Jolene Patuawa says the Waitangi Tribunal has made considerable progress in the 20 years that historical claims have been allowed.


A new diabetes research project is comparing the insulin resistance of young Maori and Aboriginal men.

The project is a joint initiative by Massey University's research centre for Maori health and development, Te Pumanawa Hauora, and the faculty of health sciences at Sydney University.

Research head Chris Cunningham from Ngati Raukawa says both groups are five times more likely to develop Type 2 diabetes than non-Maori.

Dr Cunningham says the researchers want to find out if the groups have a physiological resistance to insulin, which controls the way the body uses sugars.

“Trying to understand the process whereby fit young healthy people transfer to becoming not so healthy and developing diabetes in their 30s and 40s, which is earlier than Pakeha people,” Cunningham said.

Chris Cunningham says diabetes is a significant factor in the lower life expectancy of Maori men.


The Maori newspapers which thrived at the start of the land wars are the subject of book published this week.

Author Lachy Paterson says Colonial Discourses - Niupepa Maori 1955 to 1863 reveals a surprising diversity of opinion by Maori.

Dr Paterson, who lectures in Maori history at Massey University, says only one of the newspapers, the Kingitanga's Te Hokioi, was produced by Maori.

The rest were produced by missionaries or by the Government, but because they allowed letters to the editor, they offer a window into Maori thinking.

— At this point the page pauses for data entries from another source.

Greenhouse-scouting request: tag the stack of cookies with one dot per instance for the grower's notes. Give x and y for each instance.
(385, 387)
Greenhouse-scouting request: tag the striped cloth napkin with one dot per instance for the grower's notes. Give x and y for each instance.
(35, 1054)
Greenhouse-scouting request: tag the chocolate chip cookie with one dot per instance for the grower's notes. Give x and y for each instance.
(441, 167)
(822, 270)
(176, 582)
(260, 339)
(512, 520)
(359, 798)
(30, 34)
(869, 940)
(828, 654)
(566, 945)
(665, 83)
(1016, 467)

“Maori saw the newspapers, even ones put out by Pakeha, as a taonga. It was something they could read which was other than religious material, and they did appreciate them,” Paterson said.

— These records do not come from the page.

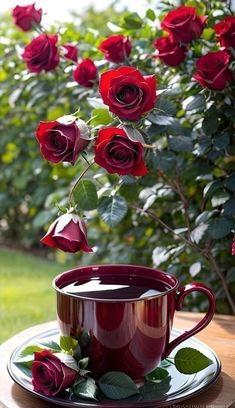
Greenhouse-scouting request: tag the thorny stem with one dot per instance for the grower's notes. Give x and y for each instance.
(205, 253)
(77, 182)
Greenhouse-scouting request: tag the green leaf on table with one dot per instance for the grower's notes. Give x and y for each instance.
(25, 367)
(85, 195)
(189, 361)
(67, 343)
(117, 385)
(52, 345)
(181, 144)
(85, 388)
(30, 350)
(158, 374)
(112, 209)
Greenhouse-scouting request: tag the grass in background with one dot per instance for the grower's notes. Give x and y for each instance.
(26, 293)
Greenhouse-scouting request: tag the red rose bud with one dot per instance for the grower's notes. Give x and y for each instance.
(184, 24)
(25, 17)
(170, 51)
(213, 70)
(233, 247)
(42, 53)
(68, 233)
(50, 375)
(116, 48)
(127, 92)
(85, 73)
(118, 154)
(225, 31)
(62, 140)
(70, 52)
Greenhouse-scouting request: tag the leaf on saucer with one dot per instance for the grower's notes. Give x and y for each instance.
(67, 343)
(158, 374)
(190, 361)
(30, 350)
(52, 345)
(85, 388)
(117, 385)
(25, 367)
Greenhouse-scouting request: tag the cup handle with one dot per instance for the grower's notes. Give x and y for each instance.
(182, 292)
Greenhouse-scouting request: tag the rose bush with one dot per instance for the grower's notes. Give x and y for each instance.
(180, 215)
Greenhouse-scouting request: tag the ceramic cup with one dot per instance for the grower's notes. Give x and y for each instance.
(129, 335)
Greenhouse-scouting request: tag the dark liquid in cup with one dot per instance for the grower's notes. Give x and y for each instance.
(116, 287)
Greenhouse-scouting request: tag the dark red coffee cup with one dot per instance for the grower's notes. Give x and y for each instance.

Lachy Paterson says the newspapers stopped being produced after the invasion of the Waikato in 1863.


The Maori Law Society says a deadline on lodging historical treaty claims after September 2008 could harm the groups most affected by the colonial process.

The society made submissions yesterday against the change, which is contained in the Maori Purposes Bill now before Parliament.

Spokesperson Jolene Patuawa says there has been little outcry against the bill because the major tribal areas have their claims in the system or have already settled.

But Ms Patuawa says there are parts of the country which have not yet quantified the extent of their loss.

“The sad fact of the matter is the people most harshly affected by the Crown treaty breaches are the ones likely to be in this position where they’ve been so affected they’ve become disassociated from their land or landless. They’re the ones that are so affected they have not been able to lodge a claim,” Patuawa said.

Jolene Patuawa says there is no need for a deadline, because the Waitangi Tribunal process is working effectively to identify and hear claims.


The chief executive of the Tamaki Public Healthcare Organisation says increased funding for doctors who charge low fees should boost Maori health.

Guy Naden says many medical organisations working in low income communities will often waive fees for GP visits because their patients can't afford to pay.

Dr Naden says PHOs have been arguing that their healthcare model is saving money elsewhere in the system.

“We lobbied the minister and the ministry to increase the amount of moenhy going into these low low cost health practices, so from October 1 there’s an extra $11 million going into these providers that charge practically nothing,” Naden said.

Guy Naden says one size doesn't fit all in health, and targeted interventions are needed to make a difference.


Taitokerau iwi liason officer Paddy Whiu says the influence of American gangsta rap culture is affecting the way young people interact with police.

Mr Whiu says new street gangs are emerging which are having a negative effect on the behaviour of a generation of young Maori and Pacific island people.

He says Maori and Polynesian youth have cultures to be proud of, yet they mirror an alien street culture from the United States.

“Maori youth are modeling themselves on black America, but you also have to look at some of the videos and things you watch on tv, the movies, the violence, and you just got to think if they’re watching it, they’re going to do it, It’s a very big concern for us,” Whiu said.